After the war ended in 1945, Magill was interned by the British occupying forces until March 1948 because of his membership in the SS. When he was denazified , he was sentenced to six months in prison, which was considered served due to his internment. He was a riding instructor at the riding and driving club in Cremlingen near Braunschweig.
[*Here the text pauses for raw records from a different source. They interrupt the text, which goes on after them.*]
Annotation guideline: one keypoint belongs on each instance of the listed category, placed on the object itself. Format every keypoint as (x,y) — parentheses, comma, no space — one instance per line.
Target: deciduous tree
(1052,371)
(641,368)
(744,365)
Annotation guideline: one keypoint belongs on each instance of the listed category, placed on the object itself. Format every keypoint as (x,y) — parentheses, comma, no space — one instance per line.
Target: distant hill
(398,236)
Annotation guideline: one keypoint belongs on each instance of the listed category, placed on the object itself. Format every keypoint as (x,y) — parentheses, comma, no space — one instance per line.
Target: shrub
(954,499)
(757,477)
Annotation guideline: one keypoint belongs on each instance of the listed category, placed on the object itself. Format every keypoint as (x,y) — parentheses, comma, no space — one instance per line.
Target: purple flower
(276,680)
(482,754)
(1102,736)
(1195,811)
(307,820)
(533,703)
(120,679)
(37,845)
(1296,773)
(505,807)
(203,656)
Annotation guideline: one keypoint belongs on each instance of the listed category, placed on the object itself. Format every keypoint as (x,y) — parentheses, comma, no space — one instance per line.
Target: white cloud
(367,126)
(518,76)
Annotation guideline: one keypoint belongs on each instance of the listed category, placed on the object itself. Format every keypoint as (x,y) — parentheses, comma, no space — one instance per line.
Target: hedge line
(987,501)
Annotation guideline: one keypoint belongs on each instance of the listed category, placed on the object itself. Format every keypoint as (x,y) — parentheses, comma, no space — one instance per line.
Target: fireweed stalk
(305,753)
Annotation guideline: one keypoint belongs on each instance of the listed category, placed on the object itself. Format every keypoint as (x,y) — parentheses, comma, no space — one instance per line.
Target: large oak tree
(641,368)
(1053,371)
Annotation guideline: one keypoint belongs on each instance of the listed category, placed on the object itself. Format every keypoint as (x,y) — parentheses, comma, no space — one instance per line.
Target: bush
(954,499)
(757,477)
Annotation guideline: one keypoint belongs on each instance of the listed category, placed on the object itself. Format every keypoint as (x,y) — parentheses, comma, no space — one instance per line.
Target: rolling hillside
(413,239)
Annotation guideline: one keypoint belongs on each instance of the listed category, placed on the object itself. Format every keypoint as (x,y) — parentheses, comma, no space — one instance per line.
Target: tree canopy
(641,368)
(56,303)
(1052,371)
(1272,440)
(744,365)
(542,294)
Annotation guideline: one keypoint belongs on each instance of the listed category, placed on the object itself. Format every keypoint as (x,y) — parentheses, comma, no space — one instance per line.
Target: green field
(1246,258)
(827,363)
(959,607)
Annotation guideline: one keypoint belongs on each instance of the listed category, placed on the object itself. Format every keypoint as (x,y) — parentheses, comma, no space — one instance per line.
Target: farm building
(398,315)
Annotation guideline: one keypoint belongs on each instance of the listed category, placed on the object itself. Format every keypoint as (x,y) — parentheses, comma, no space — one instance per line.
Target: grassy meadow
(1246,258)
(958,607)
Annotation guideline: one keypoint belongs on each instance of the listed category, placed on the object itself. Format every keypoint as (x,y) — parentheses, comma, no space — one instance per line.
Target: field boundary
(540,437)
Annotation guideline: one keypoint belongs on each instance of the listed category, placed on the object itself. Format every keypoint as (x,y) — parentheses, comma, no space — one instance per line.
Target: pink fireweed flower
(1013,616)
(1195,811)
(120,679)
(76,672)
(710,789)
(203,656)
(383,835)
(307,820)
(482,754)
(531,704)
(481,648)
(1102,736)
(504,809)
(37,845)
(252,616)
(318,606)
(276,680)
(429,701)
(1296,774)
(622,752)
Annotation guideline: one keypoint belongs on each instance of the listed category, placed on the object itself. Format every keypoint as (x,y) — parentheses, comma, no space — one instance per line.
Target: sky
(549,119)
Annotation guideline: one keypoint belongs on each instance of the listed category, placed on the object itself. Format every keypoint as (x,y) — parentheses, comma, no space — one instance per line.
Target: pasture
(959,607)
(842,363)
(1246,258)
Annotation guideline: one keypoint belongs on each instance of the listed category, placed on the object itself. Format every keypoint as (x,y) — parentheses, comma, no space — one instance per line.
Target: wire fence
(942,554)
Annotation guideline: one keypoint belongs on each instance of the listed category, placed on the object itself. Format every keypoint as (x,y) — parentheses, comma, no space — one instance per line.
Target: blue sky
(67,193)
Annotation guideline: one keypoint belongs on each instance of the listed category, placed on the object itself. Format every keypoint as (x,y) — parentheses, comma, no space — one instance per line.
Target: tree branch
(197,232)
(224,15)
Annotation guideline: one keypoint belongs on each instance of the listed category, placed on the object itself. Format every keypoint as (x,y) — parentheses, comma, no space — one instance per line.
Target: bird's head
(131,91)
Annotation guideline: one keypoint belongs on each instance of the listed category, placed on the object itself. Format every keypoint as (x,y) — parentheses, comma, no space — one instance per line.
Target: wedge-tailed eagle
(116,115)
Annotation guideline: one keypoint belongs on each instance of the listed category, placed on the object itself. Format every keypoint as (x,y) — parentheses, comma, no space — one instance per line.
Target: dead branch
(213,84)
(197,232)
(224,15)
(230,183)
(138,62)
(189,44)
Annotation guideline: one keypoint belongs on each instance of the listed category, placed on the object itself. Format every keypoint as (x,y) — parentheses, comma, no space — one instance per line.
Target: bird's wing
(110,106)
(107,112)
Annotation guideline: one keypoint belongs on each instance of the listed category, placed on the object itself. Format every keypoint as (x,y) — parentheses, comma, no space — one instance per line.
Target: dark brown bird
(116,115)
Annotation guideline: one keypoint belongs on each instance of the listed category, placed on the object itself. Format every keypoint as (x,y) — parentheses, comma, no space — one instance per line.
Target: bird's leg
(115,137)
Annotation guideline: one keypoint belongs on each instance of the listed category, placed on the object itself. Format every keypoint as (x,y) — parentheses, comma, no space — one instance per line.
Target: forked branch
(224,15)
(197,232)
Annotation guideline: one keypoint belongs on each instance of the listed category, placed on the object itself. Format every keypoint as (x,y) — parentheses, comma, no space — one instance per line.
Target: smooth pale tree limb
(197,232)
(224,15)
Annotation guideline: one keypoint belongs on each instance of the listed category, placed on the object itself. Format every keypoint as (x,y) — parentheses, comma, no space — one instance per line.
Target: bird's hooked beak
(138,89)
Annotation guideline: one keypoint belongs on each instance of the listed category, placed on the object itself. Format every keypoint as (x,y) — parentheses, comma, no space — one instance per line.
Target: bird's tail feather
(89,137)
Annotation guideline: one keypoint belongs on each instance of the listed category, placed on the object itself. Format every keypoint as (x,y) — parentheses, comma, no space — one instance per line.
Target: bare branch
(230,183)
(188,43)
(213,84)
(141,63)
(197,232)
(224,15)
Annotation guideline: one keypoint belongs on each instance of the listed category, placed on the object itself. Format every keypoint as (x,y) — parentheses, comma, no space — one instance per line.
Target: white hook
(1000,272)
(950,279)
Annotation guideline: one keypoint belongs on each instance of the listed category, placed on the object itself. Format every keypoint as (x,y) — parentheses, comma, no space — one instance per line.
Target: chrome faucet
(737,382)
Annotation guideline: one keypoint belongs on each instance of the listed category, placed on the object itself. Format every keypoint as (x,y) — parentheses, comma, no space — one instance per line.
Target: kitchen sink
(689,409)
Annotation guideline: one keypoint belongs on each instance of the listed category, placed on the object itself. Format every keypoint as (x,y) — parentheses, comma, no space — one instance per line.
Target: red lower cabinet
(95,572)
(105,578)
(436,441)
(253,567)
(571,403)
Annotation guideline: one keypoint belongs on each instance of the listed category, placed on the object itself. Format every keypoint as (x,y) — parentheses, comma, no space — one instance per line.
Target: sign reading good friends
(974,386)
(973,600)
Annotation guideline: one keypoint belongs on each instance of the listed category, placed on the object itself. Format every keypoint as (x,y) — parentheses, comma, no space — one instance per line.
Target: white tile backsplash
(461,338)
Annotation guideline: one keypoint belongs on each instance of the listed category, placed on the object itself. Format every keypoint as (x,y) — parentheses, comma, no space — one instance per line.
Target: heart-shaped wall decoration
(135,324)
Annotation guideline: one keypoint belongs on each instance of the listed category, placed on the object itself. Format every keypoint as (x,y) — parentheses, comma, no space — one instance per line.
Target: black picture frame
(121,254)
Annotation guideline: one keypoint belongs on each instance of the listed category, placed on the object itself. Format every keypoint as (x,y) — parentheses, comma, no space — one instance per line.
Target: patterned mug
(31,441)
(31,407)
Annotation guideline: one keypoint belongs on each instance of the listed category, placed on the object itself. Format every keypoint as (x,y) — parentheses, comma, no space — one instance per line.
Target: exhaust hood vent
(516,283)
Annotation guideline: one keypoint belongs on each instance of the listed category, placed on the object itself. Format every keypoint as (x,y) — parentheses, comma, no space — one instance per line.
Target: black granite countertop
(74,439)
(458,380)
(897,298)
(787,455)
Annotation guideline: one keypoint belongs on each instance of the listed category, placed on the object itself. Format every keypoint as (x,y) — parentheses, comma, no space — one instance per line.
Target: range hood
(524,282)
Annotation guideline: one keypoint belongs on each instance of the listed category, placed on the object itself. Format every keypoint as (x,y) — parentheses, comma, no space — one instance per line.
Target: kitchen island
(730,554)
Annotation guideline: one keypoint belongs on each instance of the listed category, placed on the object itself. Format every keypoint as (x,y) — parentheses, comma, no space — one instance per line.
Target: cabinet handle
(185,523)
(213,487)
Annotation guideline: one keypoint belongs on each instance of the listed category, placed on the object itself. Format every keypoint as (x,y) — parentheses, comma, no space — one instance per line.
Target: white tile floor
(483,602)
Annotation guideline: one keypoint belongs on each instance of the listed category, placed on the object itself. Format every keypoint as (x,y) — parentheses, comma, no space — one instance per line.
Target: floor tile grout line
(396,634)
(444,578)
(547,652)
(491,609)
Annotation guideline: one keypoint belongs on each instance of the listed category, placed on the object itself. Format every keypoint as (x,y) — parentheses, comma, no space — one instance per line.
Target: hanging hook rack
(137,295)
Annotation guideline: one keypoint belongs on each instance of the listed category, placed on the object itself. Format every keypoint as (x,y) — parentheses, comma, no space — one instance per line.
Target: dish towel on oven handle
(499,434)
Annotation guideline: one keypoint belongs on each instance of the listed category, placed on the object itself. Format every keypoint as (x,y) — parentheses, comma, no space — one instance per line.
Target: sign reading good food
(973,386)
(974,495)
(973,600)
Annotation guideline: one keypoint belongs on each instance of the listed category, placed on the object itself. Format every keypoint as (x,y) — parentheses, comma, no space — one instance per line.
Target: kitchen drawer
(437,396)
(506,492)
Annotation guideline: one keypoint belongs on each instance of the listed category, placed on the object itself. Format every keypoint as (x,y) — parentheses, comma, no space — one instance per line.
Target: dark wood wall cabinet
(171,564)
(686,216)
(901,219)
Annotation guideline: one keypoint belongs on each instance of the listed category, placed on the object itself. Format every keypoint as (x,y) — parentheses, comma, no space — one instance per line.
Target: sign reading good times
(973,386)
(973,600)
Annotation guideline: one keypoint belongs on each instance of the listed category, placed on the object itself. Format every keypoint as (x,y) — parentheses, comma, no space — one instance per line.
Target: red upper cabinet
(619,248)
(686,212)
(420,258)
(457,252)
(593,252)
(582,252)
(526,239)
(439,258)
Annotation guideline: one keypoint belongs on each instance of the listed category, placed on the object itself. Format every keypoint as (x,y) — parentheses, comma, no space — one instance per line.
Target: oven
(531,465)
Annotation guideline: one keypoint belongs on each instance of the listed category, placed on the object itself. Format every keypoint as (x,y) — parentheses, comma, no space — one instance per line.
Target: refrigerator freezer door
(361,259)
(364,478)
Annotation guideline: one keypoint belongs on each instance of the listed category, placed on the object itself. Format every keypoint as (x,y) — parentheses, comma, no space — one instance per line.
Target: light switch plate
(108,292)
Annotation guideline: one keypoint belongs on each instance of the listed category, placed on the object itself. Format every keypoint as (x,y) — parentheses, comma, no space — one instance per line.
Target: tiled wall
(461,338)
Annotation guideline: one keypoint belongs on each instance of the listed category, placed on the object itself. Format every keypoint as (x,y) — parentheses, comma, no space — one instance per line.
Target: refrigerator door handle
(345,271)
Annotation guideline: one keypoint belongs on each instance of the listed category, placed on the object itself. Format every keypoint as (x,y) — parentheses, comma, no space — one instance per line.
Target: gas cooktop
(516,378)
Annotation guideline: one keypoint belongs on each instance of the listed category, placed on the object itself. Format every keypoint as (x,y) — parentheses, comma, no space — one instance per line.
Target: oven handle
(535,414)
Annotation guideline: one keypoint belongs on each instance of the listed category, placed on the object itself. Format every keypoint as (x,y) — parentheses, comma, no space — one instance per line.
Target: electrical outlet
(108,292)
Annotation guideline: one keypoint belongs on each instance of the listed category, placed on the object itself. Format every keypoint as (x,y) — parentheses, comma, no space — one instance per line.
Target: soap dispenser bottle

In November 1959, Magill was heard as a witness in the course of an investigation against Bach-Zelewski. He reported freely about the murder of the Pinsk Jews by his riding department. The Nuremberg public prosecutor's office thereupon opened investigative proceedings against members of the 2nd SS cavalry regiment, which were handed over to the Brunswick public prosecutor's office in June 1960. On February 17, 1964, the trial against the main defendant Magill and his former commanders Walter Dunsch and Kurt Wegener , scout troop leader Hans-Walter Nenntwich and regimental adjutant Walter Bornscheuer opened before the Braunschweig Regional Court . The nationwide sensational process ended on April 20, 1964 with a conviction of Magill for aiding and abetting murder in at least 5254 cases and attempted murder in at least 100 cases and sentenced to five years in prison . Dunsch, Wegener and Nenntwich were also sentenced to five and four years in prison, respectively, and Bornscheuer was acquitted. Despite further investigations into former leaders of the SS brigades, this remained the only trial against former members of the SS cavalry that ended in a conviction.

literature

Web links

  • Zech-Nenntwich. Women in the swamps . In: Der Spiegel . No. 4 , 1964 ( online ).

Individual evidence

  1. Death register of the registry office Destedt No. 14/1972.
  2. Martin Cüppers : Trailblazer of the Shoah. The Waffen-SS, the Reichsführer-SS command staff and the extermination of the Jews 1939-1945 . Wissenschaftliche Buchgesellschaft, Darmstadt 2005, pp. 151–153, cited above. P. 153.
  3. Martin Cüppers : Trailblazer of the Shoah. The Waffen-SS, the Reichsführer-SS command staff and the extermination of the Jews 1939-1945 . Wissenschaftliche Buchgesellschaft, Darmstadt 2005, pp. 151-165, cited above. 165.
  4. Martin Cüppers : Trailblazer of the Shoah. The Waffen-SS, the Reichsführer-SS command staff and the extermination of the Jews 1939-1945 . Scientific Book Society, Darmstadt 2005, pp. 164, 177.
  5. Martin Cüppers : Trailblazer of the Shoah. The Waffen-SS, the Reichsführer-SS command staff and the extermination of the Jews 1939-1945 . Scientific Book Society, Darmstadt 2005, p. 323 f.